As a sprightly recently qualified A/S pilot, now trundling around Cornish skies with trainee observers in the back of my 796 Squadron Gannet, any break from the normal routine was very welcome. So, when a volunteer was called for to join Lt. Dave Laker for a ride to collect a Tiger Moth for recreational flying at Culdrose, I was swiftly ready at the door in flying kit. A ride in the back seats of a 796 Gannet saw us to a rumble down the grass strip at Bramcote and, a short while later, an equally bouncy ride down the grass strip to be airborne in Tiger Moth BB 814. Three and a half flying hours later, after some proper “wind in my hair” flying, sightseeing down the Severn valley and a refuelling stop at Weston -super-Mare we were back at Culdrose. Some “recreational” weekend trips later saw me checked out and a qualified Tiger Moth pilot.
A while later a signal was circulated for any qualified Tiger Moth pilot to act as a tow aircraft for air launching the gliders for Dartmouth Cadets attending the Summer Gliding Camp back at Bramcote. By this time BB 814 had been returned to Bramcote for this specific duty and was available with T 6296 and NL 879. As a sprog member of 796 my immediate presence was not essential, so once again, I volunteered my services.
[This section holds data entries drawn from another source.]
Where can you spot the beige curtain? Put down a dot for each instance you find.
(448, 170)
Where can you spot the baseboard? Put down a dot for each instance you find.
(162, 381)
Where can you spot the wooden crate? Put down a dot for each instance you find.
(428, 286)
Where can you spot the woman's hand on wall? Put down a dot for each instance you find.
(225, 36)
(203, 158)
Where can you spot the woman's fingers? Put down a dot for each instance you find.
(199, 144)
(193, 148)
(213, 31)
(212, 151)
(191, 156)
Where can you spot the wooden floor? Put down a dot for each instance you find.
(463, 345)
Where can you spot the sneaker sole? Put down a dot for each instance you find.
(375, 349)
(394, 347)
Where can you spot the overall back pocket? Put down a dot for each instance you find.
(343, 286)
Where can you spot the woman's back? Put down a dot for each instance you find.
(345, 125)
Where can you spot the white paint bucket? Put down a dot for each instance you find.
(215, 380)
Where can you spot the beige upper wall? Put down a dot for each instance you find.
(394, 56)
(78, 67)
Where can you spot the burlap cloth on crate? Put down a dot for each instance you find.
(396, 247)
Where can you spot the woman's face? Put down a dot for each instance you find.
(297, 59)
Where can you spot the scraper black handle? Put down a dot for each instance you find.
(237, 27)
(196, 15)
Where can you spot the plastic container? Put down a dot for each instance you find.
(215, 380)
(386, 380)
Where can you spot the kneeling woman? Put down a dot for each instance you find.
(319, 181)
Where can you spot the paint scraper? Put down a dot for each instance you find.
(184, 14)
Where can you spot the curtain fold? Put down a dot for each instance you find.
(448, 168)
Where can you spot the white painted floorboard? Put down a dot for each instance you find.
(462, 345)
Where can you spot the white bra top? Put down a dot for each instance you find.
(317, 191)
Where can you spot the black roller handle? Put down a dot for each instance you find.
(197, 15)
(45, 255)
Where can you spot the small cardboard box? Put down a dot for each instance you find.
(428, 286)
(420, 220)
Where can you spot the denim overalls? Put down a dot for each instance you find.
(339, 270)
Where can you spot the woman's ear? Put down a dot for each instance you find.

After my arrival at Bramcote, the next morning I had a half hour or so sortie to get used to the local surroundings, then I was off on my air launching glider towing duties. Taxi out to the end of the tow cable and get hooked on and wait whilst a glider was hooked on the other end. When the tow was gently tensioned and all was ready an “All out” signal from the ground crew by the glider was relayed to me by another alongside the Tiger. Ease the throttle forward and, as the glider eventually lifted clear of the ground, gradually build up sufficient speed for us both to start a sedate but steady climb to 2000 feet, with the automatic leading-edge slots popping out if we were getting a bit too slow. Circle the airfield until the crew in the glider reckoned to have found some upcurrent lift. When they were ready, they would release the tow, indicated by an immediate response in the liveliness of the Tiger Moth’s handling. Then back to the circuit for an approach and drop the tow cable a little way into the landing strip before a quick low-level circuit and land, ready for the next sequence.
In the evenings if the programme was on schedule, I was taken in hand by the gliding instructors and introduced to this strangely, and rather disturbingly, quiet form of aviation, becoming sufficiently proficient to gain A and B gliding certificates. In those quiet evening hours, it was possible to hear almost all the conversation between student glider pilots and their instructors.
The cockpit instruments in the glider were few and fairly rudimentary in nature. The “slip” indicator of the turn and slip instrument, for example, was a long tuft of wool tied to the pitot head just ahead of the pilot. As a supposedly experienced aviator I quickly learned to act with appropriate attention to my flying accuracy. If I was to avoid embarrassment, the need for this was demonstrated by the following exchange between an instructor and pupil on the gently curving approach to a landing.
Instructor: “Are we in balanced flight?”
Student: (after a short pause) “Err, no sir. We’re skidding.”
Instructor: “How do we know that?”
Student: “The bit of wool, sir. It’s sticking out to one side.”
Instructor: “So what should we do?”
Student: “Put on some rudder, Sir”
Instructor: “That’s right, then you’d better do so.” But then after a short interval,
Instructor: “Not that rudder you idiot. Try the other rudder!”